Free Webinar: Hadoop
How to Build an Optimal Hadoop Cluster to Store and Maintain Unlimited Amounts of Data Using Microservers
Realizing the promise of Apache® Hadoop® requires the effective deployment of compute, memory, storage and networking to achieve optimal results. With its flexibility and multitude of options, it is easy to over or under provision the server infrastructure, resulting in poor performance and high TCO. Join us for an in depth, technical discussion with industry experts from leading Hadoop and server companies who will provide insights into the key considerations for designing and deploying an optimal Hadoop cluster.
Some of key questions to be discussed are:
- What is the “typical” Hadoop cluster and what should be installed on the different machine types?
- Why should you consider the typical workload patterns when making your hardware decisions?
- Are all microservers created equal for Hadoop deployments?
- How do I plan for expansion if I require more compute, memory, storage or networking?



Comments
An online alternative to Sencha Animator
I found a very nice alternative to Sencha Animator. It is an innovative free online service called eenox . The platform allows to create CSS3 animations and interactives HTML5 webpages for mobiles, smartphones and computers. You can focus on design and create great web documents even if you are not a developper.

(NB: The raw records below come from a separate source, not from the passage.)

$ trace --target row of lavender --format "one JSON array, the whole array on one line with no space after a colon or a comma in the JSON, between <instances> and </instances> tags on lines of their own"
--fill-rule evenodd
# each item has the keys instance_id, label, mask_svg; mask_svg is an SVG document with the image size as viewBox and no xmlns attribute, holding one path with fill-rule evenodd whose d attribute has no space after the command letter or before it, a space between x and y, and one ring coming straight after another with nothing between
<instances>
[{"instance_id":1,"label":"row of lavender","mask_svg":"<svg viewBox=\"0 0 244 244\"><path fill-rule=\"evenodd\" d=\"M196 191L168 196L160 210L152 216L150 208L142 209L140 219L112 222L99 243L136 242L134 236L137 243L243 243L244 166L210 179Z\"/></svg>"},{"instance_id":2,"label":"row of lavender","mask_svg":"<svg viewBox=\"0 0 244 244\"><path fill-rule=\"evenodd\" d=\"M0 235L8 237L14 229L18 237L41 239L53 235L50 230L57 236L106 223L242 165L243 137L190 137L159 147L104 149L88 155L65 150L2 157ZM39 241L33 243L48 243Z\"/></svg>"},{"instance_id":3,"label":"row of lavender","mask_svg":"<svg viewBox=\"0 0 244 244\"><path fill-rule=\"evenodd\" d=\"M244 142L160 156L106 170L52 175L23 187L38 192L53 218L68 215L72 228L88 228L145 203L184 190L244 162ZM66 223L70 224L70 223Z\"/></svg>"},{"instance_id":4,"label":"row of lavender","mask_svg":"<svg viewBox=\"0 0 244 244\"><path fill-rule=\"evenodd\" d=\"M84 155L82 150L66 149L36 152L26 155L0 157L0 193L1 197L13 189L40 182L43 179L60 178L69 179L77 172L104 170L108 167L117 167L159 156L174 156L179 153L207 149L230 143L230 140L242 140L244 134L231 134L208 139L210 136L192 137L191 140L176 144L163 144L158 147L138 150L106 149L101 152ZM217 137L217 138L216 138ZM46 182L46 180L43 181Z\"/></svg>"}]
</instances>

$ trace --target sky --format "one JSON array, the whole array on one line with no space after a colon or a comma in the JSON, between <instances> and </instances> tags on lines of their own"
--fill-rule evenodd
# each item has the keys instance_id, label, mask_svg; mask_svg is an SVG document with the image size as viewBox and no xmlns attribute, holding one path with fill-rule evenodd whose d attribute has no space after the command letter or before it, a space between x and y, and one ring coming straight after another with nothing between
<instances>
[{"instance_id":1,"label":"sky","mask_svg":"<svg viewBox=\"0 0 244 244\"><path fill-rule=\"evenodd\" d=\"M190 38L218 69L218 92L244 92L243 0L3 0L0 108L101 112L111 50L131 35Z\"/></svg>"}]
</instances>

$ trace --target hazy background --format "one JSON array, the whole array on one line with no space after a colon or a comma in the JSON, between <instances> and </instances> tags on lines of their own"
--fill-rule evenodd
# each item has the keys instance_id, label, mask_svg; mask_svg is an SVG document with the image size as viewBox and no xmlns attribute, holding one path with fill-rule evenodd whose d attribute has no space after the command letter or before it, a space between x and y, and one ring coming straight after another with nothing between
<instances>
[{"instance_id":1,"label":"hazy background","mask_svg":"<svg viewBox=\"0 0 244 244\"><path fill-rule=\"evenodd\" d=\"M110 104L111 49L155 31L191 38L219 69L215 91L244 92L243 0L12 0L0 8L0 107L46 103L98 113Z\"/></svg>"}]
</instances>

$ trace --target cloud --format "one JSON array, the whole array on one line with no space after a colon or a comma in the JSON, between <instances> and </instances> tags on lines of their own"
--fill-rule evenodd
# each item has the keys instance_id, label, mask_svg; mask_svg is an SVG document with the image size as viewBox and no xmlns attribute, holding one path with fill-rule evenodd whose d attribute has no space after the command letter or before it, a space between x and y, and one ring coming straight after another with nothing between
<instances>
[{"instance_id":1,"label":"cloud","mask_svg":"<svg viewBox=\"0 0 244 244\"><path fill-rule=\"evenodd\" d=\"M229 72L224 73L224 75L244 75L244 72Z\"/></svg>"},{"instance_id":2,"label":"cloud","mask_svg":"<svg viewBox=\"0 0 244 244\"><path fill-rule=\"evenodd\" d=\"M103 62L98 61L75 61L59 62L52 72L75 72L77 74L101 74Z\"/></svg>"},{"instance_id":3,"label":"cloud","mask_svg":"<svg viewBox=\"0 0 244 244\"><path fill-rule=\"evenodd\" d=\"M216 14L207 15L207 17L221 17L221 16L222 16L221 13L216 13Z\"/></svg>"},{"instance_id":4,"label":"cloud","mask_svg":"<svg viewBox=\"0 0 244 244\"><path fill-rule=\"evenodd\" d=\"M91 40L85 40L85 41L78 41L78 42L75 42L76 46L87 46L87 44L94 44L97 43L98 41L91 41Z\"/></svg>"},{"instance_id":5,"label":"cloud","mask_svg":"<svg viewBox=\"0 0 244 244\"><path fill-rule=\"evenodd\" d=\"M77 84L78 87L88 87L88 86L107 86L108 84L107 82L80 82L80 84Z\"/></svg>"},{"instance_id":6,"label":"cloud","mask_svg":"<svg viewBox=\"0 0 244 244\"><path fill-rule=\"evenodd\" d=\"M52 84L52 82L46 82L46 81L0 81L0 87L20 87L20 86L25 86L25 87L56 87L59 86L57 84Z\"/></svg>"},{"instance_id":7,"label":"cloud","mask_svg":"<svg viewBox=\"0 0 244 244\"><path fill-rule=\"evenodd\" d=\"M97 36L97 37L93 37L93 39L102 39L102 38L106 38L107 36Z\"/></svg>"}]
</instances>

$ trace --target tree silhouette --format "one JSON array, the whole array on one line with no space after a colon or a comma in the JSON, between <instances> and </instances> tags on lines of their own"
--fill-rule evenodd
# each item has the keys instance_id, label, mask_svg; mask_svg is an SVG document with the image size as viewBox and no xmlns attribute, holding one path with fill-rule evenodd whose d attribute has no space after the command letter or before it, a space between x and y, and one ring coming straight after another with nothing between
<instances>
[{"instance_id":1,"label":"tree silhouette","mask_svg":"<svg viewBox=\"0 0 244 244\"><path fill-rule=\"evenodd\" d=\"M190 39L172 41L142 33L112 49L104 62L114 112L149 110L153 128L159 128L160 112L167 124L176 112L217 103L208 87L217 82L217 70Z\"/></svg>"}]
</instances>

If you are interested, there is the url : http://eenox.net/
An online alternative to Sencha Animator
I found a very nice alternative to Sencha Animator. It is an innovative free online service called eenox . The platform allows to create CSS3 animations and interactives HTML5 webpages for mobiles, smartphones and computers. You can focus on design and create great web documents even if you are not a developper.
If you are interested, there is the url : http://eenox.net/
Why was this included?
I concur with others that this is not appropriate for a Linux Journal item, as well as being short on information. Reads like an ad.
I totally agree. I sent a
I totally agree. I sent a formal complain to Linux Journal about this particular writer. I suggest everyone here does the same!
Press Release
I agree with the others, this is NOT to the LJ standard. Having looked at the site, this appears to be a copy/paste or regurgitation of a press release. I expect an LJ article to:
a) focus on Open Source tools (this is NOT).

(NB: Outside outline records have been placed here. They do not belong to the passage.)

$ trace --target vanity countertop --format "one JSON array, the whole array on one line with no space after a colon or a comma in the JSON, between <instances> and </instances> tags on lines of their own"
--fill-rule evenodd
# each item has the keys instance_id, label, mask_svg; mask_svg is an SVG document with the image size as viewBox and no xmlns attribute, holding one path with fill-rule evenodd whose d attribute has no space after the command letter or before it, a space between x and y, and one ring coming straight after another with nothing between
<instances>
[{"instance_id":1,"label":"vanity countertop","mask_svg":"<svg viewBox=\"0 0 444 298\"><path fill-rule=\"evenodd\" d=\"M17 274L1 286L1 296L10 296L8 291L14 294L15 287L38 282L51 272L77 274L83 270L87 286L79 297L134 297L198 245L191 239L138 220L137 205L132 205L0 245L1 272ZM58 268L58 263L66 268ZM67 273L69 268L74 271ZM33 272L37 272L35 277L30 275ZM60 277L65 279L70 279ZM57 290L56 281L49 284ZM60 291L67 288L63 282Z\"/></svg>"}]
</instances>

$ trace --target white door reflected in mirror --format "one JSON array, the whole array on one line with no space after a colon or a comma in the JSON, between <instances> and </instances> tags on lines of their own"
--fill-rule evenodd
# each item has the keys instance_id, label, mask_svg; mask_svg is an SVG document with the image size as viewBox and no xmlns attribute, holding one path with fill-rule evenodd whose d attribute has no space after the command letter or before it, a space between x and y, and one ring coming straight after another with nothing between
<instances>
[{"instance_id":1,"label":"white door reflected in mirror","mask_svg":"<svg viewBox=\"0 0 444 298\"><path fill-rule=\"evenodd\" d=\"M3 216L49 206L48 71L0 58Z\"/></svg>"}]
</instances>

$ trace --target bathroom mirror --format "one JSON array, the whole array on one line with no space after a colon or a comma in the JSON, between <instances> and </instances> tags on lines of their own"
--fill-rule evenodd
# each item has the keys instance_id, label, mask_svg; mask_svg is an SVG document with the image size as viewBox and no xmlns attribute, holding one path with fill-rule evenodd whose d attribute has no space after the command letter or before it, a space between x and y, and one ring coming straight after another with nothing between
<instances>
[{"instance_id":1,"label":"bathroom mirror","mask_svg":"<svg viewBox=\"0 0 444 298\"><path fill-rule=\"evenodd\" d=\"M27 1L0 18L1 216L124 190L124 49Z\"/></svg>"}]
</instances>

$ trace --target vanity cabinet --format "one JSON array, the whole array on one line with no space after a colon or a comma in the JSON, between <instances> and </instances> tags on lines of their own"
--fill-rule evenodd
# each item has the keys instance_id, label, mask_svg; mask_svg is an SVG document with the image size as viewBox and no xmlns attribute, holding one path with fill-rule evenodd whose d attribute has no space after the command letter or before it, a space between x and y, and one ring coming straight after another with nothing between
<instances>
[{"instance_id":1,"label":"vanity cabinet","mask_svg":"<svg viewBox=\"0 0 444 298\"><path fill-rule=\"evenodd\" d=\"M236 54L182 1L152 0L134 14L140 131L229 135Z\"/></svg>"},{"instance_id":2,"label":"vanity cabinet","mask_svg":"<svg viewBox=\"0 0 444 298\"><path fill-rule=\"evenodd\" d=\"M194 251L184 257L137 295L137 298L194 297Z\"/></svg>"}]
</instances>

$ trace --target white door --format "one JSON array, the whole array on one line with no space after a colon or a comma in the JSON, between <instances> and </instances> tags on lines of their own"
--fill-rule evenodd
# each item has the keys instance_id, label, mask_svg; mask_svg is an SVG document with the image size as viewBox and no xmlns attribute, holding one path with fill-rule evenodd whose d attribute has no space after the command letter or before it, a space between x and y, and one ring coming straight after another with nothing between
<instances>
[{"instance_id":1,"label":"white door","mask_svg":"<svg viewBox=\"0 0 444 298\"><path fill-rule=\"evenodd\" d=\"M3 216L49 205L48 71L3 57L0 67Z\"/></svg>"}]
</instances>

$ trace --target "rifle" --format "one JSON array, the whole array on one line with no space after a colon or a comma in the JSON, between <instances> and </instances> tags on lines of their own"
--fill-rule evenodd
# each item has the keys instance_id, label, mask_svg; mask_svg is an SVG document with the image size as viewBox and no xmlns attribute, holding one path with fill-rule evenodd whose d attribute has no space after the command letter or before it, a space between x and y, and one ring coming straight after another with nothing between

b) take a critical look at the offering - good and bad, how it operates, why I would want it, why I would not, who it's best for (this does NOT).
If I'm interested in press releases or marketing, I can go to the company's website. I'm truly disappointed in LJ on this article.
This is the way I want the web to go:
http://www.loband.org/loband/filter/com/linuxjournal/www/%20/content/sen...
I hate all that animated shit!
you call this an article? i
you call this an article? i call it payola.
Although there is a version
Although there is a version for Linux, I think this is not appropriate for many GNU/Linux users, since it's not open source, even freeware.
Hmmm...
No new technology ever comes without being double-edged. While this looks really cool from a rich-media perspective, I was rather dismayed to see that they seem to be marketing the product (pun somewhat intended) very heavily towards advertisers on their web site, which begs the question: will tools like AdBlock work to disable advertisements created with Sencha?
It might be worth downloading and playing with just to find out...
Sencha
Yay, expensive non-free software! Just what I was looking for! Software that creates HTML code for me! Got to love people who charge for software that doesn't do anything that free software can't do.
http://filmsbykris.com/
Everything you ever need to know about Open-Source Software.